Ecclesiastes is a series of reasonings by Solomon from which a core teaching can be extracted by God's children in every generation, of the utter futility of life apart from God; of basing one's values in life on earthly possessions and self-gratifying pleasures; and of relying solely on human effort and wisdom to achieve lasting happiness and satisfaction from life. The key word in Ecclesiastes is vanity, which means something transitory, hollow, vain, empty, meaningless. From a New Testament Christian perspective this expresses the futility of life apart from God. Vanity translates from the Hebrew word hebel, meaning literally, "breath", which explains Solomon referring to it as "grasping for the wind" (CP Ecc 1:14, 17; 2:11, 17, 26; 4:4, 6, 16; 5:16; 6:19). The theme of Ecclesiastes from a New Testament Christian perspective, is the hollowness of natural man's accomplishments, and the complexity of life without God as the central focus. The lives of those in which God is not the central focus, are purposeless and meaningless (CP Ecc 1:2; 12:8).

The expression vanity of vanities here means utterly useless, meaningless. It points to the ultimate emptiness of all that the world has to offer (CP Ecc 1:3-11). Solomon observes here that there is no lasting benefit or purpose working to accumulate things to achieve happiness. He compares the enduring activity in creation to the profitless activity of man. The underlying teaching for Christians here is that if God is not central to every human effort or activity in life, it is a profitless life - empty and meaningless. Solomon uses the term under the sun in V9 to describe daily life (CP 1:12-18). Solomon observes here that grief and sorrow await those whose hope is solely in the achievements of human wisdom. It goes without saying of course that the "wisdom" Solomon applied in Ecclesiastes is not the same "wisdom" he applied in the Book of Proverbs. Proverbs was Godly wisdom whereas Ecclesiastes is mainly human. As an ultimate value, human wisdom and knowledge only highlight problems - they do not rectify them. A life lived strictly for the sake of wisdom is futile (CP Ecc 2:12-16). Only that which is accomplished by wisdom imparted by God has lasting value (CP 1Cor 1:18-31; 2:4-7, 12-16; Jas 3:13-17).

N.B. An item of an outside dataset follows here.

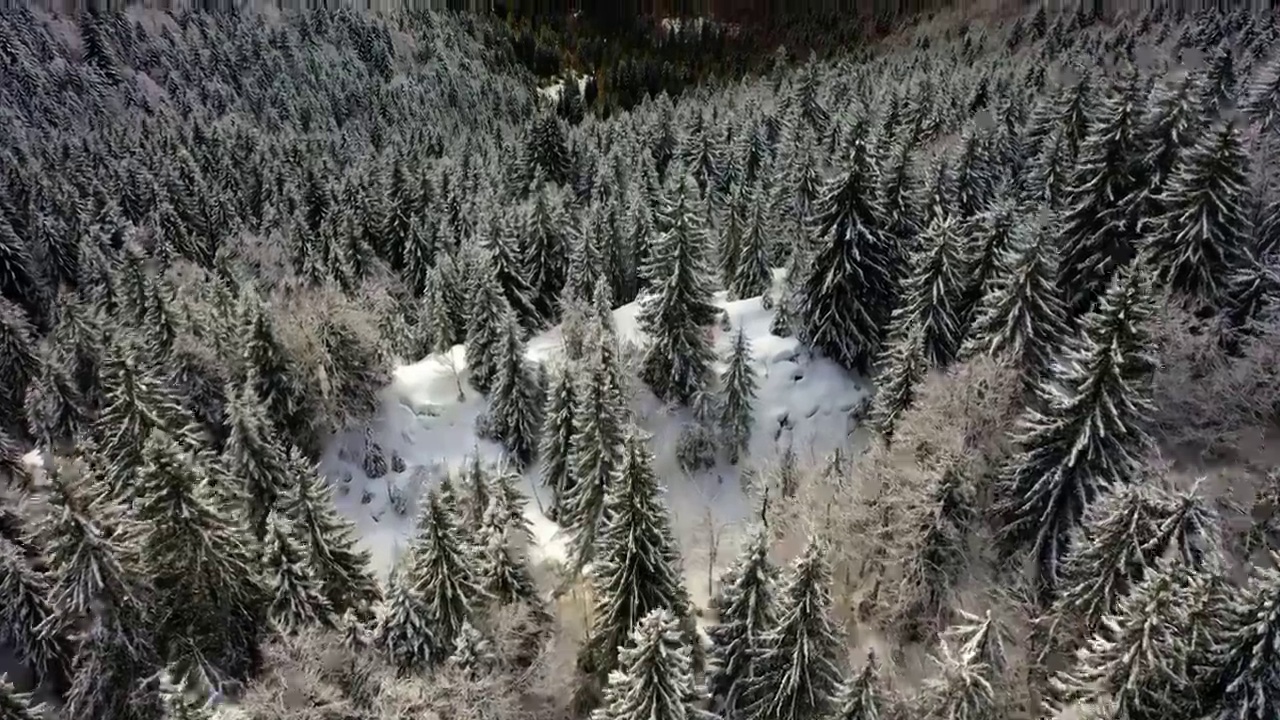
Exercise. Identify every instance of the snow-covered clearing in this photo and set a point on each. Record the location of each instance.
(801, 400)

Solomon next observes the futility of living strictly for pleasure (CP Ecc 2:1-11). Living strictly for pleasure accomplishes nothing. It only satisfies for a time (CP Pr 14:13; Ecc 7:4). The only lasting pleasures are from God (CP Psa 16:11). Solomon's declaration in Ecc 2:11 that all is vanity, highlights his failure to find any real value in his own wealth and possessions, apart from God. Any human pursuit, in which God is not central, is futile. Dedication to work also as its own reward is vain (CP Ecc 2:17-23; 3:22). From a Christian perspective, human labour has no permanent value unless it is dedicated to God. All labour by Christians must be regarded as a service to the Lord, which will one day be rewarded (CP Col 3:23; Eph 6:7-8). Unless all human effort and activity is dedicated to God it has no lasting value (CP Ecc 2:24-26). The truth underlying what Solomon says here is that all activities in life, including eating, drinking and working, can bring satisfaction only if God is central to that life. The principle of life he expounds is that God rewards righteousness and punishes evil (CP Ecc 3:1-10). We learn here that not only does God reward righteousness and punish evil, but He has sovereignly appointed all of life's activities for all men (CP Psa 31:15; Pr 16:1-9). Earthly pursuits are good in their proper place and time, but unprofitable when pursued as life's chief goal (CP Ecc 3:14-17).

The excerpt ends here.